La filiale pétrochimique de Total et l’un de ses cadres, Claude Lebeau, qui était à l’époque directeur de l’usine, comparaîtront jusqu’à vendredi pour répondre d’homicides et blessures involontaires.
Total Petrochemicals, qui conteste sa responsabilité, n’a pas souhaité faire de commentaire avant l’ouverture du procès.
La déflagration s'était produite le 15 juillet au moment où les ouvriers tentaient de rallumer un des surchauffeurs, un four à gaz qui augmente la température de la vapeur utilisée pour craquer le naphta, dérivé pétrolier à partir duquel sont produits l'éthylène et le propylène.
Maximilien Lemerre, un opérateur en formation de 21 ans et Jérôme Griffoul, âgé de 28 ans, sont morts sur le coup.
Le rallumage d’une telle installation est une opération rare, le vapocraqueur ayant vocation à fonctionner sept jours sur sept et 365 jours par an. Sa mise à l’arrêt, la veille, avait été provoquée par des infiltrations dues à un orage.
Une enquête interne réalisée à la demande du CHSCT (Comité hygiène, sécurité et conditions de travail) a révélé qu'un automatisme de sécurité, bloquant la sortie du gaz en cas d'absence de flamme, avait été désactivé plusieurs années auparavant pour cause de déclenchement intempestif.
TOTAL PARLE D'ERREUR HUMAINE
Dans son ordonnance de renvoi, le juge d’instruction Jérôme Hannoun reproche notamment à l’entreprise et à son directeur, d’avoir désactivé ces détecteurs "sans édicter des mesures compensatoires assurant un niveau de sécurité équivalent".
Total s’est défendu durant l’instruction de toute responsabilité en imputant implicitement l’accident à une erreur humaine ou au non respect de la procédure prescrite.
Les ouvriers auraient notamment dû vérifier que les pilotes, des sortes de veilleuses, étaient allumés. Cette vérification visuelle était rendue difficile par la présence de vapeur sous le surchauffeur, a toutefois estimé un expert judiciaire.
Pour Me Philippe Honneger, avocat de la famille de Maximilien Lemerre et d’un des ouvriers blessés, le procès est celui de "David contre Goliath, celui des gens qui meurent sur l’autel du profit des multinationales".
"Une seule question se pose : est-ce que Total a pris toutes les mesures nécessaires pour assurer ce jour-là la sécurité des salariés sur le site ?" a-t-il ajouté, en répondant à Reuters.
Le vapocraqueur soufflé par l’explosion n’a jamais redémarré.
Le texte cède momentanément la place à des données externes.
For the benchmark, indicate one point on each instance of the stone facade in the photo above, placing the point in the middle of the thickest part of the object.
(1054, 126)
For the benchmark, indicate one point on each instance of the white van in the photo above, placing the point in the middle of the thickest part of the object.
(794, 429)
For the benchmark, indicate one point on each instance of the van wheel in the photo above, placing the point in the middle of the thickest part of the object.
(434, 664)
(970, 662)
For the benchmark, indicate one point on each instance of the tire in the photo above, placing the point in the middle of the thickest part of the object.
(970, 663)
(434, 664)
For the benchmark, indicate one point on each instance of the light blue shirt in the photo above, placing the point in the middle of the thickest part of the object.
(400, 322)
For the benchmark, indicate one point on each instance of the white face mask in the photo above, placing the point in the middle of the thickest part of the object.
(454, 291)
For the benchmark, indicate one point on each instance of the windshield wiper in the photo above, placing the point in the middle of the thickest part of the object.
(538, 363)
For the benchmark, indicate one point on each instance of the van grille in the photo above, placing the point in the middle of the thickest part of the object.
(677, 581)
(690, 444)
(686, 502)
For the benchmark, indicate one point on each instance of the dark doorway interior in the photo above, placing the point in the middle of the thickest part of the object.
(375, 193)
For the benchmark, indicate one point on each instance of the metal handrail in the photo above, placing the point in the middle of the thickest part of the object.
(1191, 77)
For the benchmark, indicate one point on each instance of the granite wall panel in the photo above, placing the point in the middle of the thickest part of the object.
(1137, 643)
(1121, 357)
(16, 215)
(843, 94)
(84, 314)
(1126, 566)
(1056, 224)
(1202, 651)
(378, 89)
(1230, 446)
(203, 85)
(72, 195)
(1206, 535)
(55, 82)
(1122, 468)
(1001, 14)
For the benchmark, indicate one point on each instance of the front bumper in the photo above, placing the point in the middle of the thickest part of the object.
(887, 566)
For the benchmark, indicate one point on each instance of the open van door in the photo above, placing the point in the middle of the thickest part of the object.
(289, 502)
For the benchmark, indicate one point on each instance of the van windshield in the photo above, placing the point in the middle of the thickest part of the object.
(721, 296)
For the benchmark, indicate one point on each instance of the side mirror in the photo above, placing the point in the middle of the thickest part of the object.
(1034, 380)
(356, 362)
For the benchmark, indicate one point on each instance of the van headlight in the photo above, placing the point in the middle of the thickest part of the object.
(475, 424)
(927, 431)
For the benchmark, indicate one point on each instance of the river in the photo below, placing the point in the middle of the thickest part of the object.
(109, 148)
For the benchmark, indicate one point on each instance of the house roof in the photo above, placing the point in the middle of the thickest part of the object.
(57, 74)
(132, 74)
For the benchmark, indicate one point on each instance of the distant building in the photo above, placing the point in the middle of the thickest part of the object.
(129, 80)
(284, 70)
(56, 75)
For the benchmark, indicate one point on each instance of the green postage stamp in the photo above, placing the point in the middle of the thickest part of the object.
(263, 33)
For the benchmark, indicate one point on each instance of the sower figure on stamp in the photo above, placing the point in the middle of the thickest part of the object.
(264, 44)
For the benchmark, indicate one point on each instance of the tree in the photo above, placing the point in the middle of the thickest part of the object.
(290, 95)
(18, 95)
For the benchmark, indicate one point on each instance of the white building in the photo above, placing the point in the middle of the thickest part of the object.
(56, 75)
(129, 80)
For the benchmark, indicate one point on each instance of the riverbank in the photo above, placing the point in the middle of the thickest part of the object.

Le second, jugé insuffisamment rentable, a été définitivement arrêté fin 2015.
La plateforme de Carling a lancé en contrepartie un vase plan d’investissement pour se spécialiser dans les résines d’hydrocarbures et les polymères, des productions à plus forte valeur ajoutée. Les effectifs du site, qui étaient de 800 personnes en 2009 sont tombés à 550, sans licenciement.